Ainda não há dados absolutos sobre o valor do incentivo às empresas. Rossiana Nicolodi, especialista em direito tributário pela PUC/SP, membro do Comitê Permanente de Transação Tributária da ABAT e advogada do Natal e Manssur Advogados, explica a estivmativa é que o programa PERSE beneficie mais de 52 setores da economia. Todavia, os dados divulgados pelo Congresso Nacional estimam que as contribuições em impostos das empresas do setor de eventos em 2019 foi de cerca de 49 bilhões, enquanto o prejuízo médio das empresas apenas para os dois primeiros meses de 2020 foi de 80 bilhões, sem contar o impacto na geração de empregos. A ideia do Congresso Nacional ao criar o benefício é fazer com que as empresas foquem seus investimentos na recuperação de suas atividades, de forma a restabelecer o recolhimento de impostos a patamares similares àqueles de 2019 já para 2024, o que sem os incentivos somente seria possível em 2026, segundo dados levantados pela FGV”.
Cadê o Simples?
Explicando de forma resumida, toda empresa precisa contabilizar tudo o que acontece no seu dia a dia para contabilizar os impostos. Somar (e comprovar) todas as despesas como os salários, benefícios, água, energia elétrica, etc. Então deduzir os gastos de tudo o que entrou (as receitas) e então apurar o lucro. É sobre o lucro em que são calculados os impostos. No caso de prejuízo, a empresa comprova que não ganhou dinheiro e, por isso, não paga.

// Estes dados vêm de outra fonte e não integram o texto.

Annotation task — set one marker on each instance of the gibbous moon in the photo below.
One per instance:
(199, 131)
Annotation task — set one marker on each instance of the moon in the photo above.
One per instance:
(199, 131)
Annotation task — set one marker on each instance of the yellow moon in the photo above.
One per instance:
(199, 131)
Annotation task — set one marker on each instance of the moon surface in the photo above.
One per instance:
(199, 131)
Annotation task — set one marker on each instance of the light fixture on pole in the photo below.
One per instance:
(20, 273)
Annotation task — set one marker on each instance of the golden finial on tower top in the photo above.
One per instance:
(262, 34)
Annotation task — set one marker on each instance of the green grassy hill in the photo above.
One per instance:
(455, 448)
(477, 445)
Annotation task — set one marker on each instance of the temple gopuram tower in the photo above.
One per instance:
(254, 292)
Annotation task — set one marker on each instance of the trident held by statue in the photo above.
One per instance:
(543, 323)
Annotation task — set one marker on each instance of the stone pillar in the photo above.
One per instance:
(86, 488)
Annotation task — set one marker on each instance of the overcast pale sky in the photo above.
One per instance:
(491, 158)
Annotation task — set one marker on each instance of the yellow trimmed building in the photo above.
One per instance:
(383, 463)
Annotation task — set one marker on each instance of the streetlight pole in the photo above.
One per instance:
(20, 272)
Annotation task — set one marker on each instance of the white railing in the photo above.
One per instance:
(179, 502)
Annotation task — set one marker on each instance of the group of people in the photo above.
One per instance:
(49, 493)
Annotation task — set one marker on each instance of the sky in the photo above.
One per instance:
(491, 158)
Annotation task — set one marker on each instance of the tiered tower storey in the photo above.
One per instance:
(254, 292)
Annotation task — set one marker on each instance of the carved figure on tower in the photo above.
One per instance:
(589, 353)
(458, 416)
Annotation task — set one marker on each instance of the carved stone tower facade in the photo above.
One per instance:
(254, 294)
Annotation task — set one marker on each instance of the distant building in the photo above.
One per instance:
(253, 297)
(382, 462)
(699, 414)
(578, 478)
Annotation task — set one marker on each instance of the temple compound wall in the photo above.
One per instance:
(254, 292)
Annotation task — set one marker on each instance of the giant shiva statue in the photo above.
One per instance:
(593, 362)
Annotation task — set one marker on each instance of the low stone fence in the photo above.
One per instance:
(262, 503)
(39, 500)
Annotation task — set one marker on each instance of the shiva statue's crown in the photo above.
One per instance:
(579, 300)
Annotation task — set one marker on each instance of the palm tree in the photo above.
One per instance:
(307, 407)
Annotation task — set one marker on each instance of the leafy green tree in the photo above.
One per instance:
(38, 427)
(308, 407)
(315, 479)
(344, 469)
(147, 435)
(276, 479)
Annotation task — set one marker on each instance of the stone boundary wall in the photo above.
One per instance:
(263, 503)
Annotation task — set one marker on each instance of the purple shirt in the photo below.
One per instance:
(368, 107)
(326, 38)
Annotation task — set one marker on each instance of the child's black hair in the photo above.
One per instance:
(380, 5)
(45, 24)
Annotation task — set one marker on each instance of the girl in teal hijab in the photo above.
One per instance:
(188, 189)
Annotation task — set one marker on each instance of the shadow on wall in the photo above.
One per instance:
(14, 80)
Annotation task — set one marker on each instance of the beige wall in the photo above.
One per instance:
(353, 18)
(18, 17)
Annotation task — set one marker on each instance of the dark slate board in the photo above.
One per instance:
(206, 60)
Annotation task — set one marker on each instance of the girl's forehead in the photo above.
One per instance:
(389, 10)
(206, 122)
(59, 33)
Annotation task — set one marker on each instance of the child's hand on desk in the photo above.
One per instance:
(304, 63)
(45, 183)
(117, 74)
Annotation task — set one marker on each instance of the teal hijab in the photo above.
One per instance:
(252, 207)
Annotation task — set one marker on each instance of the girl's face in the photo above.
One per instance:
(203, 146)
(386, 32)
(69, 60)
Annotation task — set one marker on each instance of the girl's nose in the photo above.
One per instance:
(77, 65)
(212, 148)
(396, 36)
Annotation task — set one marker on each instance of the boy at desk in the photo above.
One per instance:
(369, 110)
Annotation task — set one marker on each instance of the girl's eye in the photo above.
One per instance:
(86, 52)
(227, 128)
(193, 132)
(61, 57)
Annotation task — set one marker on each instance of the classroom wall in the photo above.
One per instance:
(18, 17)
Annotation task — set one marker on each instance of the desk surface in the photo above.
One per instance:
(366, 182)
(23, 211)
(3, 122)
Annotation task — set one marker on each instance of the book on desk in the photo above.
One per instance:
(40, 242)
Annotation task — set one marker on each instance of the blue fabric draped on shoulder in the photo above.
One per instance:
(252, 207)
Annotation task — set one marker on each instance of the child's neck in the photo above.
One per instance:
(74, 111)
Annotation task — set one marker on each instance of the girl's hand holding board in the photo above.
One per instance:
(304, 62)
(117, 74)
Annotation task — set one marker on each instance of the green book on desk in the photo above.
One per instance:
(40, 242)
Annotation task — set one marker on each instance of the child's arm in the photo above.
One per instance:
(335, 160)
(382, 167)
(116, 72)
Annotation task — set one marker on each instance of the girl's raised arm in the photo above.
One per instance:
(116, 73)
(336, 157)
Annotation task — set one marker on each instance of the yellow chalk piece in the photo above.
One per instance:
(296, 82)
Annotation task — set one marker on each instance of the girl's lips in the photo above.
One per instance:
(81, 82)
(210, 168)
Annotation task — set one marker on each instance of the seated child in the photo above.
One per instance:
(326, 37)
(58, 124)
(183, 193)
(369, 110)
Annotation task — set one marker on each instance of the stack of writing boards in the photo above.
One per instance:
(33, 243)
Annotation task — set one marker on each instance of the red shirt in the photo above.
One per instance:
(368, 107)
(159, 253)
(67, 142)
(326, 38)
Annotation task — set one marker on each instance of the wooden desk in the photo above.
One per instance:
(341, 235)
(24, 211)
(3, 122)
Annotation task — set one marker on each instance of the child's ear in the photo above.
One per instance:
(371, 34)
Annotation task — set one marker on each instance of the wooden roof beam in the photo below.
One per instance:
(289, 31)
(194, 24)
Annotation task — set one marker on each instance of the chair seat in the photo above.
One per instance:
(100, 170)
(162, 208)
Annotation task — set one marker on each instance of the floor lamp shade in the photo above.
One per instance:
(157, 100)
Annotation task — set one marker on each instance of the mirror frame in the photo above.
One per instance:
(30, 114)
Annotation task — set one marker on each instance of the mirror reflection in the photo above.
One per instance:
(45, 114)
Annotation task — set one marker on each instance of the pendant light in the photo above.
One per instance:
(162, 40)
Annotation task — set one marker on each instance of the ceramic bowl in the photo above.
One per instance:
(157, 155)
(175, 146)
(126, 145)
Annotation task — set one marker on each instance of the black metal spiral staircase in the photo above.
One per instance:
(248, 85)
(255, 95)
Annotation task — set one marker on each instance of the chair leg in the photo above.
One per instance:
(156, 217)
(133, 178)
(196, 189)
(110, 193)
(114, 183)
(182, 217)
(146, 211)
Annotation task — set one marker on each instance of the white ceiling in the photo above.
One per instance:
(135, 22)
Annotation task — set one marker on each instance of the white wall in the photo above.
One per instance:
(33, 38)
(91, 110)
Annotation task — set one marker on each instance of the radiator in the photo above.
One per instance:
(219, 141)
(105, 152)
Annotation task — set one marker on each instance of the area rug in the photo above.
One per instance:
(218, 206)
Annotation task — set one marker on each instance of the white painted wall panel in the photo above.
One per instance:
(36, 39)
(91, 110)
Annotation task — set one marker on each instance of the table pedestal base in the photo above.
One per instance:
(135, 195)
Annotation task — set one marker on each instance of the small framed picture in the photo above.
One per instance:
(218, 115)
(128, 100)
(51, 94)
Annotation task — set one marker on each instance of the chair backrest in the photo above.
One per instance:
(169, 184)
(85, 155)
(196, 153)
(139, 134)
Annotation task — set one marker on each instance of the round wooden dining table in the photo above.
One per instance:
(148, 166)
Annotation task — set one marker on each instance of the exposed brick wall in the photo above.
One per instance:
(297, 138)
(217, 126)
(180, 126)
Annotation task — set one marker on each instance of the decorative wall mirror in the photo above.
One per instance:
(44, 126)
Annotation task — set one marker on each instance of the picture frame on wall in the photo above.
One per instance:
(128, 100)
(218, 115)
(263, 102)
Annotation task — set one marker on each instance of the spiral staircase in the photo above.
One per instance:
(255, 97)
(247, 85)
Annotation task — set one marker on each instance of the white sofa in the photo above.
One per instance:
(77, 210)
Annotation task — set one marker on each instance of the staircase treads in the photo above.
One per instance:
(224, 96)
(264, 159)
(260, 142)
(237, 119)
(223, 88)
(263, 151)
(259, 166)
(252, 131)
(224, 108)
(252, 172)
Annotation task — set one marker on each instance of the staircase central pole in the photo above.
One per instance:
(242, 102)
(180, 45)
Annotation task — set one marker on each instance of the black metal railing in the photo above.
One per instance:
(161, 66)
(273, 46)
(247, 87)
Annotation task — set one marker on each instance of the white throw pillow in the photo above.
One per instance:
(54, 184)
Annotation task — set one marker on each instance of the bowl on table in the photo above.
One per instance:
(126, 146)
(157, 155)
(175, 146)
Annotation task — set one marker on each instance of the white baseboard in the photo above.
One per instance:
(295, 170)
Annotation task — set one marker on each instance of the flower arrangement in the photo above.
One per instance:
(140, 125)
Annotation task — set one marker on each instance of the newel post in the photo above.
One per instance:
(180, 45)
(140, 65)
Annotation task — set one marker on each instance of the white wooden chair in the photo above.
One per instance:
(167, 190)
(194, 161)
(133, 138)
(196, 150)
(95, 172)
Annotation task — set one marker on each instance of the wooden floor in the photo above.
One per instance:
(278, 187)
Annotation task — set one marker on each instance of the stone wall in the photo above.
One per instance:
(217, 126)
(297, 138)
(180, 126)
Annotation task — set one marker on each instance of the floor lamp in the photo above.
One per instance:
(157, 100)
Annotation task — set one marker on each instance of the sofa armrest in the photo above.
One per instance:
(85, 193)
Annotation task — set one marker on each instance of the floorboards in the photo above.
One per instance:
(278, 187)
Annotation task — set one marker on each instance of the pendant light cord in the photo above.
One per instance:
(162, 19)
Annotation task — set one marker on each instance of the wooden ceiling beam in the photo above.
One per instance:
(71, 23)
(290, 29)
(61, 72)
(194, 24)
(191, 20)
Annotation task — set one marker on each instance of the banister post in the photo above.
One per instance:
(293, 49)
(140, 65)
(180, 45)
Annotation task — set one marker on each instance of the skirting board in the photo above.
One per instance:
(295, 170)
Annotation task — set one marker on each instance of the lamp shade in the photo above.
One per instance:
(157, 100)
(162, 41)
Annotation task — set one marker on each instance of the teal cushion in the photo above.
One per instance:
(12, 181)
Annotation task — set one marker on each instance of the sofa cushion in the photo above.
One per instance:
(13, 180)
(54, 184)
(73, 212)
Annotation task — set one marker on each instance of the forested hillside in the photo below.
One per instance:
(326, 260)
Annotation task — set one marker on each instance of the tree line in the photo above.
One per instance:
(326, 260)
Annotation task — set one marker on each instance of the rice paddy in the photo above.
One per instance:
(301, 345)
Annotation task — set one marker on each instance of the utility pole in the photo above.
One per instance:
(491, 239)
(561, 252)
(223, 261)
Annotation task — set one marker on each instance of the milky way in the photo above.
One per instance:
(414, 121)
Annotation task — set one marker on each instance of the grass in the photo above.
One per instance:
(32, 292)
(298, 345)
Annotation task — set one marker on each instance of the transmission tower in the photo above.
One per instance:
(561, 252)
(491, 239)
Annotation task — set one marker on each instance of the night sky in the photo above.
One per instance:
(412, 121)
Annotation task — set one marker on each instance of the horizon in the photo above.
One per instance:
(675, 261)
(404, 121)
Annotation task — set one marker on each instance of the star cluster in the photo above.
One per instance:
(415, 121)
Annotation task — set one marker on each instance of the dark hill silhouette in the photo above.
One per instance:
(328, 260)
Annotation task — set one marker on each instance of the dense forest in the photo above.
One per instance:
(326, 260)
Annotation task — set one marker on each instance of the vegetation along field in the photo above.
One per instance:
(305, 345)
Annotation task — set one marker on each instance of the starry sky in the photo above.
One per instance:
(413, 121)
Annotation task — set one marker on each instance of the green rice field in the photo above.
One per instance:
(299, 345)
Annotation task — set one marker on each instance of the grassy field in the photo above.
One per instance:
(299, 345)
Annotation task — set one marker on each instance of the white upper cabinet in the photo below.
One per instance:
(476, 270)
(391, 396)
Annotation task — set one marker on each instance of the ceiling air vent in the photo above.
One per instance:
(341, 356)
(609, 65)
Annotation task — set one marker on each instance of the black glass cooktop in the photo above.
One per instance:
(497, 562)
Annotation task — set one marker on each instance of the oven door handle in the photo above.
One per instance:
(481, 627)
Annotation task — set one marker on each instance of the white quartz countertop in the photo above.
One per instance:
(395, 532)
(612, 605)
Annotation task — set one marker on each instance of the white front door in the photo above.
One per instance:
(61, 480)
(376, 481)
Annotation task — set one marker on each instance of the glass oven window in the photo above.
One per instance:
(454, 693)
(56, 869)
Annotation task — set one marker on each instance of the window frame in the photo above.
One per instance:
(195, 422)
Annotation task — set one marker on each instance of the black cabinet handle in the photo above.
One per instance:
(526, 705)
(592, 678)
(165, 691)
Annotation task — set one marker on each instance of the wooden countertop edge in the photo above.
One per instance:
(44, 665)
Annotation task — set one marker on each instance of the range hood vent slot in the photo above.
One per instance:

Esta burocracia demanda tempo e dinheiro, se tornando impraticável para micro e pequenos empresários. Para viabilizar este tipo de empresa, foi criado o sistema Simples. Todos os impostos foram unificados em uma alíquota só, calculada sobre o faturamento, sem a necessidade de que seja apresentada a contabilidade com as mesmas regras dos grandões.
Para que uma empresa consiga aderir ao programa Perse, ela teria que optar deixar o sistema Simples, e apresentar a contabilidade nos padrões das médias e grandes empresas. O custo que isso implicaria, por tanto, não compensa a economia que teriam com os impostos.
Na prática, o dono da pequena casa de show na Vila Madalena, os festivais de pequeno e médio porte, os promotores de eventos de música eletrônica, os donos das empresas de segurança, nenhum terá, pelo menos ao que sabemos no momento, uma “forcinha” para se levantar do tombo.
Sabemos também que o nível de terceirização é enorme no setor, principalmente no que diz respeito aos festivais: segurança, limpeza, alimentação, som e técnica, todos serviços prestados por empresas subcontratadas (e pequenas).
Então, quem realmente vai se beneficiar do PERSE?
“Apesar da indignação gerada por tal restrição e alguns questionamentos realizados perante o Poder Judiciário, as normas seguem válidas, sem previsão de nenhuma norma estendendo o referido benefício aos micros e pequenos negócios enquadrados no Simples Nacional. Entretanto, é possível que tais empresas venham a se aproveitar desses benefícios, mediante alteração de seu regime tributário no início do próximo exercício (2023). A opção pelo Simples Nacional é anual e pode ser alterada para o lucro presumido ou até mesmo lucro real, por escolha da empresa” – explica Nicolodi, pontuando o cuidado que se deve ter ao colocar na ponta do lápis os prós e os contras de uma eventual mudança no regime de tributação de uma empresa.
No que diz respeito ao fogo do público no pós pandemia e da força de vontade por parte dos produtores do setor de cultura, uma época de crescimento nos espera. Mas é necessário que o governo também faça sua parte.